Assennato da tempo, ormai in pensione, scrive sul suo profilo Facebook una sorta di diario nel quale racconta episodi che lo hanno visto protagonista durante gli anni di dirigenza dell’Arpa. Retroscena gustosi che riguardano anche politici di tutta la regione Puglia, a cominciare dai presidenti Vendola e Emiliano. L’ultimo post è invece dedicato al processo sull’Ilva che si sta tenendo a Taranto.
«Ieri ho trascorso tutta la giornata nell’aula bunker del Tribunale di Taranto per assistere a una udienza del processo “Ambiente svenduto” nel quale sono uno dei quarantotto imputati - scrive Assennato -: un numero impressionante di avvocati togati tra difensori e parti civili: almeno quattro processi distinti fusi in uno solo, secondo una logica propria dei grandi processi di mafia. Come in quei processi sono imputati, accanto ai boss mafiosi, anche alcuni servitori dello stato incastrati dalla spietata logica dei ragionamenti abduttivi, così pure in questo megaprocesso, in cui mi trovo oggettivamente dalla stessa parte di chi ho sempre tenacemente contrastato, lo stato maggiore dell’Ilva dei Riva: una sorta di contrappasso dantesco finire unito a loro in questo girone infernale (una pena di per sé!)».

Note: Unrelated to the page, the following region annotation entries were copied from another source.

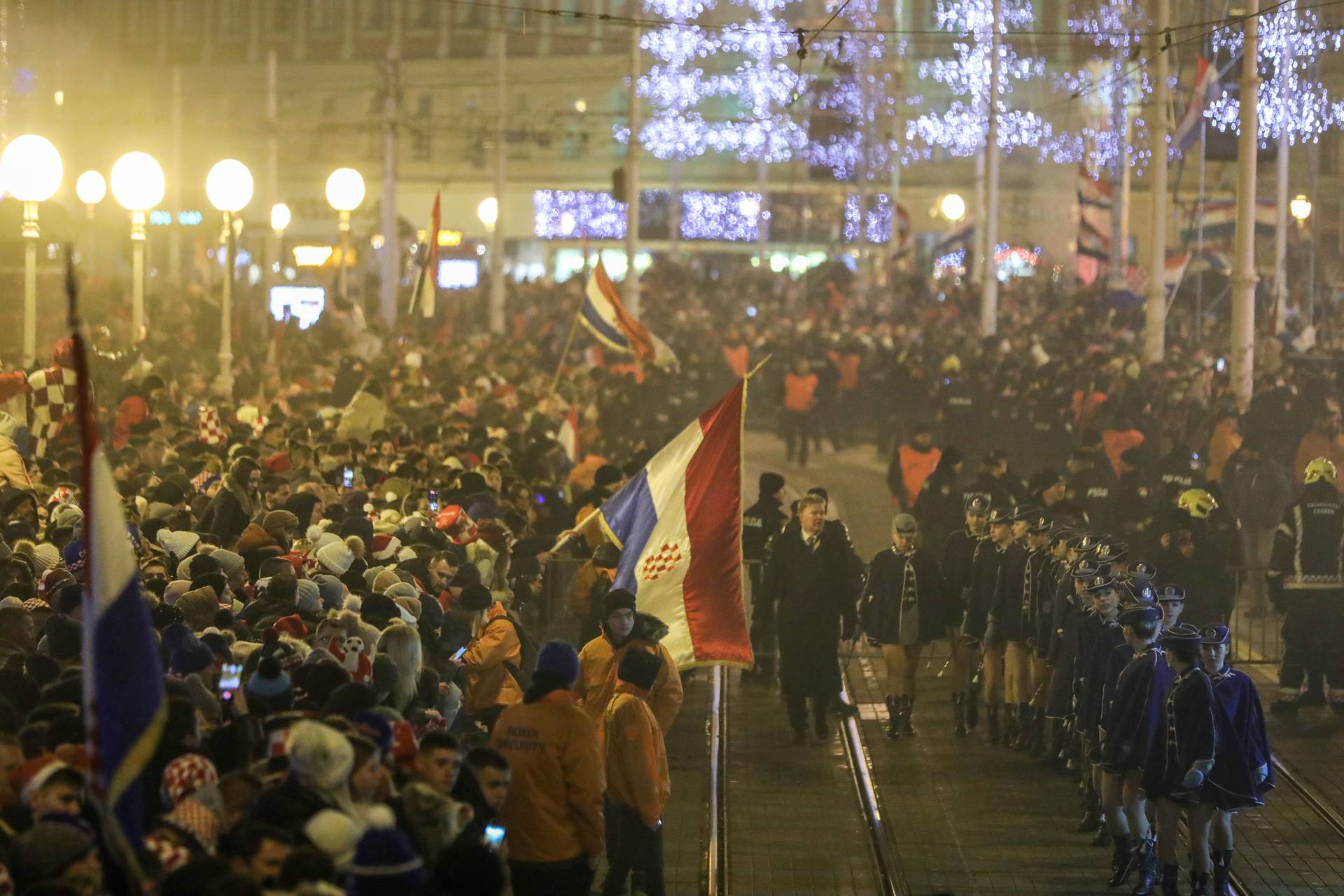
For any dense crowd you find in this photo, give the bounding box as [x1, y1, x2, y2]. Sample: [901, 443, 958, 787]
[0, 255, 1344, 896]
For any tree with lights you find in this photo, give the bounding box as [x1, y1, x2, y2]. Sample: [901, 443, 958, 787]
[638, 0, 730, 252]
[1200, 0, 1344, 330]
[708, 0, 811, 263]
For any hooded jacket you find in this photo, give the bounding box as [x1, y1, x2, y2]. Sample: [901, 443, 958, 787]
[462, 601, 523, 712]
[603, 681, 672, 827]
[574, 612, 684, 740]
[491, 689, 603, 862]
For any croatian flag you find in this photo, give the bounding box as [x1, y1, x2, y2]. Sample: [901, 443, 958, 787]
[67, 310, 168, 867]
[594, 380, 751, 669]
[555, 405, 580, 463]
[580, 260, 679, 368]
[1172, 57, 1219, 152]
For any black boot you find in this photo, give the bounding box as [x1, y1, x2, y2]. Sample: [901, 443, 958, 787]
[999, 703, 1017, 750]
[1210, 849, 1233, 896]
[951, 690, 966, 736]
[1106, 834, 1134, 887]
[1014, 703, 1036, 750]
[1129, 837, 1157, 896]
[1074, 792, 1100, 834]
[1161, 865, 1180, 896]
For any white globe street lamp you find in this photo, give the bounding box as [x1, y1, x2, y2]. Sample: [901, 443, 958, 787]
[111, 152, 164, 342]
[0, 134, 63, 370]
[327, 168, 364, 300]
[206, 158, 253, 399]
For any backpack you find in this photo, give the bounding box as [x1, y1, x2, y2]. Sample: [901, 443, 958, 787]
[485, 615, 539, 690]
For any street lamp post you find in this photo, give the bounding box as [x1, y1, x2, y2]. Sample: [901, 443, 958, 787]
[206, 158, 253, 398]
[0, 134, 63, 368]
[327, 168, 364, 300]
[1287, 193, 1316, 326]
[76, 171, 108, 271]
[111, 152, 164, 342]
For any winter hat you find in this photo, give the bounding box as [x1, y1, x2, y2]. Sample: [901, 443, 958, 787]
[457, 583, 495, 610]
[304, 808, 359, 873]
[244, 657, 293, 697]
[160, 799, 219, 855]
[316, 536, 358, 576]
[6, 821, 94, 893]
[285, 719, 355, 790]
[536, 640, 580, 687]
[175, 589, 219, 631]
[372, 535, 402, 563]
[345, 807, 428, 896]
[32, 541, 60, 573]
[162, 622, 215, 676]
[156, 529, 200, 560]
[162, 752, 219, 806]
[602, 589, 634, 620]
[294, 579, 324, 615]
[210, 548, 244, 576]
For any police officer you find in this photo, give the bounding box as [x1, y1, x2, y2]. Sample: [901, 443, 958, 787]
[962, 507, 1027, 744]
[1200, 626, 1274, 896]
[859, 513, 942, 740]
[942, 493, 989, 735]
[1266, 456, 1344, 713]
[742, 473, 789, 682]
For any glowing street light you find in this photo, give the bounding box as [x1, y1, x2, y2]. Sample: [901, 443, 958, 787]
[0, 134, 63, 368]
[1287, 193, 1312, 227]
[476, 196, 500, 230]
[206, 158, 253, 398]
[938, 193, 966, 224]
[327, 168, 364, 298]
[111, 152, 164, 341]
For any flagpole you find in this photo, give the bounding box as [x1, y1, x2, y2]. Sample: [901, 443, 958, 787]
[546, 294, 586, 396]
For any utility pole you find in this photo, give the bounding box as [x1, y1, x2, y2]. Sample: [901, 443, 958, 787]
[169, 66, 183, 288]
[260, 47, 284, 315]
[491, 31, 508, 336]
[980, 0, 1004, 336]
[1144, 0, 1172, 364]
[1233, 0, 1259, 410]
[625, 27, 640, 320]
[378, 10, 400, 323]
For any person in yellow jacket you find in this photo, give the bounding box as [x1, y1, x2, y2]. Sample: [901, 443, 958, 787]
[457, 584, 523, 729]
[577, 589, 684, 746]
[491, 640, 603, 896]
[602, 649, 672, 896]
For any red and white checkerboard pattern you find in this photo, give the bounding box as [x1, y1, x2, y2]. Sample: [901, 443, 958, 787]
[28, 367, 76, 456]
[196, 405, 226, 444]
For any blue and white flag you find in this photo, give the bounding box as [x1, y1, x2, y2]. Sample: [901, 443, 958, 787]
[71, 322, 168, 862]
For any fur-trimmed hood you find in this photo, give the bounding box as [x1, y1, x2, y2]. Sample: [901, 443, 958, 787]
[602, 610, 669, 648]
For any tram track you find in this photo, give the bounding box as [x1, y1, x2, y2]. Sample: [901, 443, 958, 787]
[840, 661, 913, 896]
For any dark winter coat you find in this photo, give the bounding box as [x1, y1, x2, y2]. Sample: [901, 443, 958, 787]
[859, 548, 945, 643]
[762, 525, 863, 694]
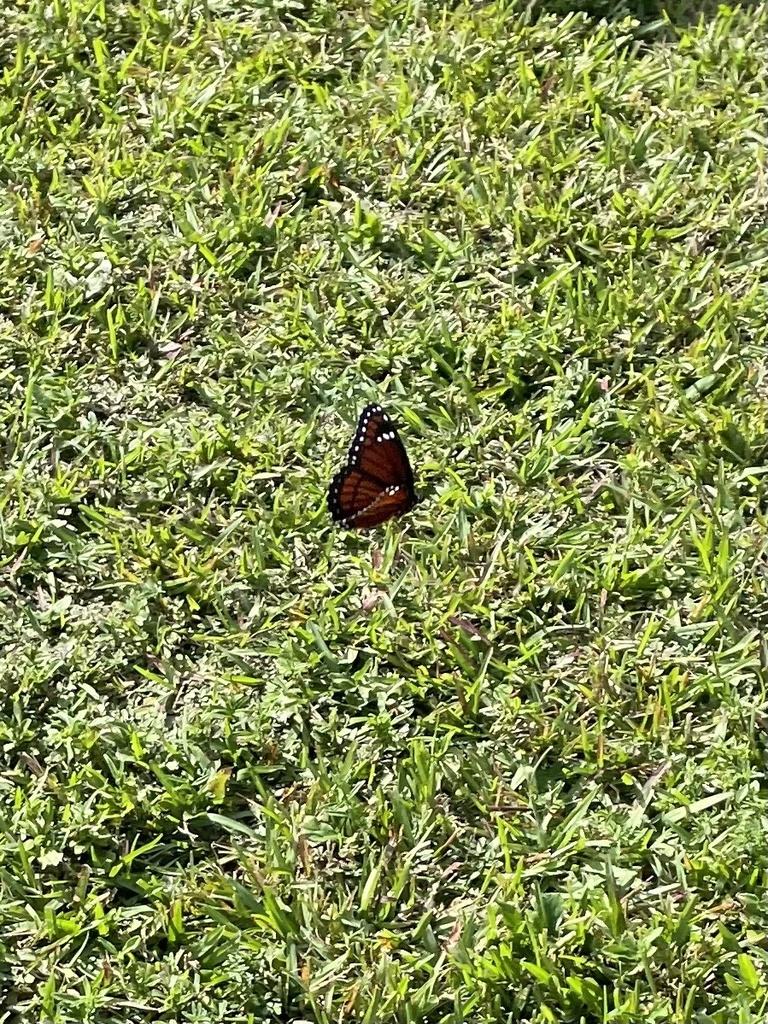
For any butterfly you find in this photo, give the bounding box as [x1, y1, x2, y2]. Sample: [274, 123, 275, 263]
[328, 406, 419, 529]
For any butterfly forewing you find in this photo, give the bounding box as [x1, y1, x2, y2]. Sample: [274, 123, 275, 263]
[328, 406, 417, 529]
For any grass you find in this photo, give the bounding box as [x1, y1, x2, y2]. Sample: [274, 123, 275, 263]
[0, 0, 768, 1024]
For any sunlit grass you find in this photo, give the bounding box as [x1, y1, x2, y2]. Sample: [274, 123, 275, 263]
[0, 0, 768, 1024]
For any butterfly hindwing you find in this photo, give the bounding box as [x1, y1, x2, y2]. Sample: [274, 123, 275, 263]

«Ma quel che più mi fa male e mi condanna ad una angosciante insonnia notturna - aggiunge Assennato - non è tanto il problema “spaziale” quanto il ben più grave problema “temporale”. Nessuno è in grado di valutare nemmeno in modo approssimativo la durata di questo processo: durerà ancora uno-due-cinque-dieci anni? Chi lo può dire? Quando un imputato che ha appena superato la soglia dei settant’anni non ha la benché minima idea dei tempi della SUA giustizia, beh, è già condannato a pagare una pena attuale, non futura, quella di dover scommettere sulla compatibilità del proprio ciclo vitale con quello della mostruosa macchina giudiziaria: una scommessa che nessun bet center accetterebbe mai e quindi amaramente sai che non hai quasi nessuna speranza di poter vedere riconosciute davanti a te le tue sacrosante ragioni».